A fala final de Catarina parece uma resolução apressada para um conflito que é apenas introduzido no último momento do filme. Mesmo que, retroativamente, esse momento seja como uma chave explicativa para suas ações desde o princípio, ele nos aparece de surpresa e destoante do que parecia estar sendo construído até então. Parece que isso ocorre porque o tema não é posto em jogo de nenhuma outra forma a não ser por meio do texto falado. Me salta aos olhos a cena em que Catarina conversa com sua colega de departamento: revela-se aqui o flagrante didatismo com que os autores parecem querer expressar suas visões políticas, no limite dos personagens tornarem-se seus porta-vozes. Essa abordagem pode enfraquecer o tema justamente porque ele nunca penetra no princípio que organiza as imagens. O tema do imperialismo e do colonialismo, ainda que seja abordado de forma au passant, resguarda sua força justamente por estar intimamente relacionado com a trama (pois trata-se do contato de Catarina com a cidade enquanto estrangeira) e com a imagem (não só vemos esses lugares e artefatos, como tornam-se objeto do procedimento de decomposição imagética).

De um lado, temos a investigação científica, cinematográfica e biográfica de Catarina, organizada segundo justaposições imagéticas. Aqui aparece o tempo, a memória, o futuro e todos esses “universais”. Do outro, temos os temas políticos da dominação patriarcal e da ascensão do neoliberalismo - o particular - sempre relegado ao texto. Não podemos deixar de dizer que o diálogo também aparece na hora de abordar o tempo, o livre-arbítrio, mas sempre como complemento. Essa clivagem que a obra apresenta no seu cerne soa desnecessária ou mesmo não intencional, como uma dificuldade de encadeamento que faz com que a resolução da trama pareça uma saída fácil que não responde nenhuma das questões postas em jogo ali (e que de fato, me parecem sem resposta).

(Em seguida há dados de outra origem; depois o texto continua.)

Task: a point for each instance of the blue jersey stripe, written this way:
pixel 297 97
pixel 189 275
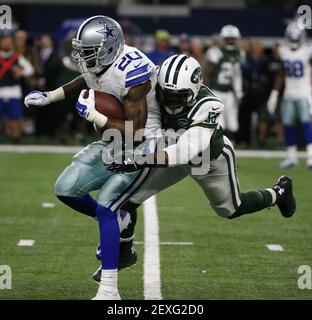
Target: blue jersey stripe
pixel 138 80
pixel 137 71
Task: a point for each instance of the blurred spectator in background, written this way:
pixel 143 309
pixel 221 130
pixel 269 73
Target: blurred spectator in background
pixel 184 44
pixel 223 75
pixel 252 95
pixel 13 69
pixel 47 74
pixel 198 52
pixel 25 47
pixel 132 33
pixel 162 49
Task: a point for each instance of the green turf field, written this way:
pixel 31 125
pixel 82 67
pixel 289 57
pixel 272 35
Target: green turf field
pixel 228 259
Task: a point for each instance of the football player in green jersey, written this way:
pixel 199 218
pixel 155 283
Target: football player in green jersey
pixel 192 112
pixel 223 76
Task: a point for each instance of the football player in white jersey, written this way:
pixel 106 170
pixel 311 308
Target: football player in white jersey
pixel 295 75
pixel 107 65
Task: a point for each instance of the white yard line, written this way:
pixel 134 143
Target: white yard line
pixel 151 251
pixel 26 243
pixel 71 149
pixel 275 247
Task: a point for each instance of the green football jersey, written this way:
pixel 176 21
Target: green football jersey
pixel 223 74
pixel 205 113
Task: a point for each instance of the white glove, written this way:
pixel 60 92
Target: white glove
pixel 86 109
pixel 37 98
pixel 272 101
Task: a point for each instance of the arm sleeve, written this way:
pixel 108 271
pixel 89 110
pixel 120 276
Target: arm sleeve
pixel 28 69
pixel 191 143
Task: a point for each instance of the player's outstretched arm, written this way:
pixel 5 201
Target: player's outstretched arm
pixel 69 90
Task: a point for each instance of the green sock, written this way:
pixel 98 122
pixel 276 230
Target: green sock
pixel 253 201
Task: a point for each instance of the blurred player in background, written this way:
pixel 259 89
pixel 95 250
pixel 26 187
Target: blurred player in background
pixel 295 76
pixel 13 69
pixel 223 75
pixel 192 112
pixel 107 65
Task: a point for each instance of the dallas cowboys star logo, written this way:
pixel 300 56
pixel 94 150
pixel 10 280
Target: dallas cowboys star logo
pixel 108 32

Fendas, enquanto um título abstrato e sucinto, entrega-se a uma multiplicidade de sentidos a partir da nossa interpretação da obra: as fendas deixadas na carne e na memória pelo tempo, as fendas de som encontradas na imagem decomposta, as fendas no discurso da pretensa identidade do fenômeno, etc. Um último sentido que poderíamos atribuir diz respeito a essa fenda entre a tematização política e a construção narrativa e imagética. Ainda que tenhamos abordado essa fenda enquanto problema no texto, o longa não deixa de figurar um capítulo interessante no cinema nacional e potiguar. Se historicamente, tanto nacional como mundialmente, construiu-se uma cisão entre o cinema dito narrativo e o cinema experimental, o filme parece querer superar essa separação. Fendas torna a experimentação e a decomposição da imagem o foco mesmo de uma trama que, ainda que subvertida, mostra seus toques clássicos.